そして、その瀬川順一さんは弟さんもカメラマンで、親戚にもカメラマンがいらっしゃいまして、僕らは「瀬川一家」というんですが。非常に優れた映画人一家が、この撮影を担当してくれました。そのかわりに録音がボロ機材で、お聞き苦しい点があると思いますがお許しください。
時代背景をお話しておきますと、いまでこそ、シンガポールとマレーシアは違う国ですが、英領マラヤ連邦といって一つの植民地でした。この事件の前年にイギリスから民族的独立をはたしました。その時、いままでいっしょだったシンガポールとマレーシアがわかれます。
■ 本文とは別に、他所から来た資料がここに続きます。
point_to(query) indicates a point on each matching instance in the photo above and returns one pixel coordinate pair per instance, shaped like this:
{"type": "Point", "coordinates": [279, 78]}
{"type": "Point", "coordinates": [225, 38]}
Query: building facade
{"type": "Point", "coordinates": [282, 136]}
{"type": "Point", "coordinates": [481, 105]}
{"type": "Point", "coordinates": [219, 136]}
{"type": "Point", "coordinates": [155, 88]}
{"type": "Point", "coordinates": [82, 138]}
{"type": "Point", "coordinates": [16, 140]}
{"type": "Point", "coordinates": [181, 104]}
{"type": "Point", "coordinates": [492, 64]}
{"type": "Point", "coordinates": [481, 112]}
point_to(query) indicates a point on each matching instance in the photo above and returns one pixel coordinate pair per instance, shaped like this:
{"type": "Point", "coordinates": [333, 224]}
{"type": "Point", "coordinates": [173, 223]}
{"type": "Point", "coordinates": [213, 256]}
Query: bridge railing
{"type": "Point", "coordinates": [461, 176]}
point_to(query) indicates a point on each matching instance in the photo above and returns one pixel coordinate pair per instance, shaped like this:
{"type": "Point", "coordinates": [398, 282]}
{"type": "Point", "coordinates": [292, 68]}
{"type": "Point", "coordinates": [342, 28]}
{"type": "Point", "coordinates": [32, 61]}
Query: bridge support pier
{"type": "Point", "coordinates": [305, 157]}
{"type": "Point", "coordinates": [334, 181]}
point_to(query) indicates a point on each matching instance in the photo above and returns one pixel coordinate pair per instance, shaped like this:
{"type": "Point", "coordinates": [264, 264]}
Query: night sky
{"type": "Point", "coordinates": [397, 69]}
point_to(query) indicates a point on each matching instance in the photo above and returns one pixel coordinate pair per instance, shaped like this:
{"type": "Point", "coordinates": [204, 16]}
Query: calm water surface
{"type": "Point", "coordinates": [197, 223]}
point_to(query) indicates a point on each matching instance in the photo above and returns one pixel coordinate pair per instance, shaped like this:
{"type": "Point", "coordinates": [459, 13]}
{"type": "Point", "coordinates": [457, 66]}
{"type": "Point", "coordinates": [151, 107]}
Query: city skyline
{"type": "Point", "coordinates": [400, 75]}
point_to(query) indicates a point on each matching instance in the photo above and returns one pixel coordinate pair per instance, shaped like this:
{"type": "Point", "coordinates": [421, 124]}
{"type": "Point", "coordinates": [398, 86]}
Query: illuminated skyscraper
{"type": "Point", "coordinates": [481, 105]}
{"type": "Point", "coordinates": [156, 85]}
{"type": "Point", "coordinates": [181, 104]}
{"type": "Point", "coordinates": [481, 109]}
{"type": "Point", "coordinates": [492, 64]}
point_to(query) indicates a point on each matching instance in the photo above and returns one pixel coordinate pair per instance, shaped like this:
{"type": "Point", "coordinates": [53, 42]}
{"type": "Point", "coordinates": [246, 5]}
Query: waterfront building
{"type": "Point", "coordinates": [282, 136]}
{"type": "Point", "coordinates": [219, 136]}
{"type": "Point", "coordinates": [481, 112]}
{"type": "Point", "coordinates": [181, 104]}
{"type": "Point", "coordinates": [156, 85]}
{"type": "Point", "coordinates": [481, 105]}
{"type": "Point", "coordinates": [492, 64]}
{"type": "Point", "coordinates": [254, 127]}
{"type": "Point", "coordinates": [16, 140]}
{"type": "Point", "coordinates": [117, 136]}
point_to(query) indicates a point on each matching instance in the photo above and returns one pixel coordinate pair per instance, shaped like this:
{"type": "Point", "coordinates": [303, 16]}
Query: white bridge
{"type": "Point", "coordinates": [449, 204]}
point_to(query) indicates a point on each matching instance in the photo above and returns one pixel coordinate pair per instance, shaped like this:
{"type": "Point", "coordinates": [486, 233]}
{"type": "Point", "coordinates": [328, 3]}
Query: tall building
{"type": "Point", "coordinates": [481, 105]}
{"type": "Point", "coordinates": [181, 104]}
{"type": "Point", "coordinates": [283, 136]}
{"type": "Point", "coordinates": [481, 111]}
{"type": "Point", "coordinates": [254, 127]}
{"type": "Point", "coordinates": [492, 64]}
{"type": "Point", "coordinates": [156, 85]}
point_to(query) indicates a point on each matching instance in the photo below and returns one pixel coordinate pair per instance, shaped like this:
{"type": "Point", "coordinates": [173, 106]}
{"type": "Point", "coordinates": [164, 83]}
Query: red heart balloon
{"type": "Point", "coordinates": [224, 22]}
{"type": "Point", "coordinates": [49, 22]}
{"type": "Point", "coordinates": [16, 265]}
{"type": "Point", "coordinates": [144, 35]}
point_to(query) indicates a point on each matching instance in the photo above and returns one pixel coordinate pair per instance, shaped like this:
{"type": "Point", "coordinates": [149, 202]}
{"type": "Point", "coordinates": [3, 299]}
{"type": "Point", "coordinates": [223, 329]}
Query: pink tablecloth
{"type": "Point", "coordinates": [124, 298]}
イギリスの利権を残して半身不随の経済状態のまま、半独立します(チュア君たちはそういう言葉を使いました)。
彼らにとって一番辛いことは、シンガポールだけ分離して独立することでした。それに反対するために、シンガポール出身とマレーシア出身の留学生がいっしょになって、マラヤ留学生として闘争を組みます。その時、委員長をつとめたチュア君が、文部省から国費留学生という恵まれた立場を奪われて大変困難な闘いをしておりました。
この運動を支えたのは現在の愛知県立大学教授の田中宏さんです。その後も留学生問題や外国人問題をずっと続けております。その当時、彼は本郷のアジア文化会館で職員をしておりました。そこは、伝統のある、暖かい気風をもつ法人団体です。職員として働きながら、チュア君の受難にたいして、理事であった穂積五一さん(この人はもと右翼です。しかしながら非常に立派な右翼です)の嘱望によって、専心、チュア君の問題解決にあたって、辛うじて強制送還を防ぎ、学生の身分を取り戻す闘いに勝利しました。
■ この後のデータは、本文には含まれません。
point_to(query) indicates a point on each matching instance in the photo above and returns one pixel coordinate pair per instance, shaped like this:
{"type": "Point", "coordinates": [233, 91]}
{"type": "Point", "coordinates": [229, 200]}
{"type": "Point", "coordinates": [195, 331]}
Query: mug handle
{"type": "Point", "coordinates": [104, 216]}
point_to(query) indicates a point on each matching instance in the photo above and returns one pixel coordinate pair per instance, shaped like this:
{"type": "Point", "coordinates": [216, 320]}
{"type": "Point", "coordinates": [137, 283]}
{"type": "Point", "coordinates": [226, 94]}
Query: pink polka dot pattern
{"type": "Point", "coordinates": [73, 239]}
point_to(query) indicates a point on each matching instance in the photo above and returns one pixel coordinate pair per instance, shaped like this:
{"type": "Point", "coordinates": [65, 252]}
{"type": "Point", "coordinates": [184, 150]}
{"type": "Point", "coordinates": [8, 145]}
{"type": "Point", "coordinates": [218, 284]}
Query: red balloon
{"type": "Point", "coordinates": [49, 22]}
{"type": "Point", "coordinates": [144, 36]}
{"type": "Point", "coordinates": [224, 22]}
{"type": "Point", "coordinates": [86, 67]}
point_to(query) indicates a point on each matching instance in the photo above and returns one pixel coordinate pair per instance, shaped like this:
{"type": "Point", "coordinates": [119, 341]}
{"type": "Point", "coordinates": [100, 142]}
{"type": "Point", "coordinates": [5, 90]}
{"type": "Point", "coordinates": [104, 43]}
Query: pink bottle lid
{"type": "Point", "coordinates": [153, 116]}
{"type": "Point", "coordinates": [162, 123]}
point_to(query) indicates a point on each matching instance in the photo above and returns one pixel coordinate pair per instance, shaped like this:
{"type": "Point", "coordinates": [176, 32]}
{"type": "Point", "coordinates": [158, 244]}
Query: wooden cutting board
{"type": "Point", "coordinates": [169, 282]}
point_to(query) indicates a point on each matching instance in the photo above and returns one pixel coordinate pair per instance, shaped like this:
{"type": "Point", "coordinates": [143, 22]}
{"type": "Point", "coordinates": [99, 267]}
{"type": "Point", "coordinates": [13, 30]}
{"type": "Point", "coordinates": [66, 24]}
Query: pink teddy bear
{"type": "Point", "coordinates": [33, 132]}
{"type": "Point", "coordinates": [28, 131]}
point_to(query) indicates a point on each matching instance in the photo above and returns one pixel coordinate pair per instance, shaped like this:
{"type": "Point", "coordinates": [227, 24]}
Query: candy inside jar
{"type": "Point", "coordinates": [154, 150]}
日本の学生がたくさん闘争に参加しますけれども、なんの組織もなくいわば自然発生的な運動です。千葉大学ではいまも語り草になっている大規模な闘争でした。
質疑応答
質問1
記録映画の作家になろうと思つたきっかけを教えて下さい。
土本
記録映画の作家になろうと思ったきっかけということを、うまくいえないんですけども。本当にやりたかったのは、映画ではなかったんです。なんでもよかったんですが、映画をやるには年をくいすぎていましたし、二十八歳ぐらいまで学生運動をやったり、裁判をもちましてまだ判決が出ていなかったので、その間は普通の就職は出来ないということもあって、日本中国友好協会で働いたりして、半失業者のような生活をしていました。
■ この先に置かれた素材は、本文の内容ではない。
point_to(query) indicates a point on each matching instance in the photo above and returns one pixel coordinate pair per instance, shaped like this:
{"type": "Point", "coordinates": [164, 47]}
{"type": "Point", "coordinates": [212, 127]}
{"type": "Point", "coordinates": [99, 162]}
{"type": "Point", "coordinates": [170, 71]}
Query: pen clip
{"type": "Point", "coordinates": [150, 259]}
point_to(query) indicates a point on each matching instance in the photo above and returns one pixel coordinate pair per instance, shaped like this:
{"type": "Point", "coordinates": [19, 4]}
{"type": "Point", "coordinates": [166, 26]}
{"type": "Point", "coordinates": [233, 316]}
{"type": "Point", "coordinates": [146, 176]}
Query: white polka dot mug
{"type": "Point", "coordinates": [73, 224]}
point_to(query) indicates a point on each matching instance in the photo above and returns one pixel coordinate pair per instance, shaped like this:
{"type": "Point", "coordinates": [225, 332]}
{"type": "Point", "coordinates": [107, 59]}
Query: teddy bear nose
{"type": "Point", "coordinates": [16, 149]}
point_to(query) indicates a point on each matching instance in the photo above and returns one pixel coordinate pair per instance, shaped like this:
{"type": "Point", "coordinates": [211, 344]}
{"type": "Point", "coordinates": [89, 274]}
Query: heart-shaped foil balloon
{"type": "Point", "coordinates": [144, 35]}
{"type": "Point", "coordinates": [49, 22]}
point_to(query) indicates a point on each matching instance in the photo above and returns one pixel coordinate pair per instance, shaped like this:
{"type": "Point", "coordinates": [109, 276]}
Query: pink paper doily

本当にやりたかったことは、本当のことを言えることだったらなんでもよかったんです。僕が育った時代は、中学校を卒業するまで完全な軍国主義で、「早く兵隊になってお国のために一生懸命たたかうんだ」と考えていました。戦前は天皇制の落とし子みたいな人間であり、戦後は敗戦前後の大きな変化を、身をもって知っている焼け跡派の人間でした。それに共通していたことは、僕にとっては戦前も戦後も本当のことを言えない時代だったということでした。戦前は天皇とか軍隊に盲従し盲信していました。戦後は、僕たちを教えた先生たちが、手のひらをかえしたように民主主義をとなえるのに不信感をもちました。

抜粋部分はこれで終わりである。